ZAMOŚĆ: Jest problem z wodą. Bo podłączają do sieci ul. Sadową
Nasza Czytelniczka była oburzona tą sytuacją, bo nie mogła skorzystać z kranówki, a chciała wybrać się do pracy i wyprawić dziecko do przedszkola. – Nikt nikogo o tym wyłączeniu nie informował. Jak tak można? - denerowała się kobieta.
Franciszek Josik, prezes PGK w Zamościu uspokaja, że do żadnej awarii nie doszło. Zapewnia też, że wody nikt nie wyłączał.
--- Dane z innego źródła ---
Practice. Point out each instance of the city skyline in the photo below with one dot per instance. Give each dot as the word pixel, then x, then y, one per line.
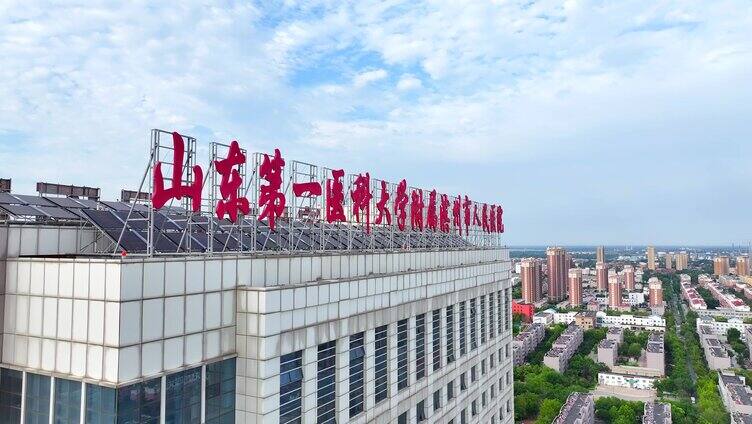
pixel 653 88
– Przyłączamy dzisiaj do sieci obiekty przy ul. Sadowej. Musieliśmy w związku z tym wyłączyć jedną nitkę, a to spowodowało spadek ciśnienia - tłumaczy prezes.
Zapewnia, że woda płynie, tyle tylko że rzeczywiście do niektórych odbiorców może nie docierać. Problem mogą mieć zwłaszcza zamościanie mieszkający przy ul. Sadowej, a także na osiedlu Orzeszkowej.
– Przepraszamy za te niedogodności, ale kiedyś musieliśmy to zrobić. W weekend byłoby jeszcze gorzej, bo więcej ludzi jest wówczas w domach - mówi Josik.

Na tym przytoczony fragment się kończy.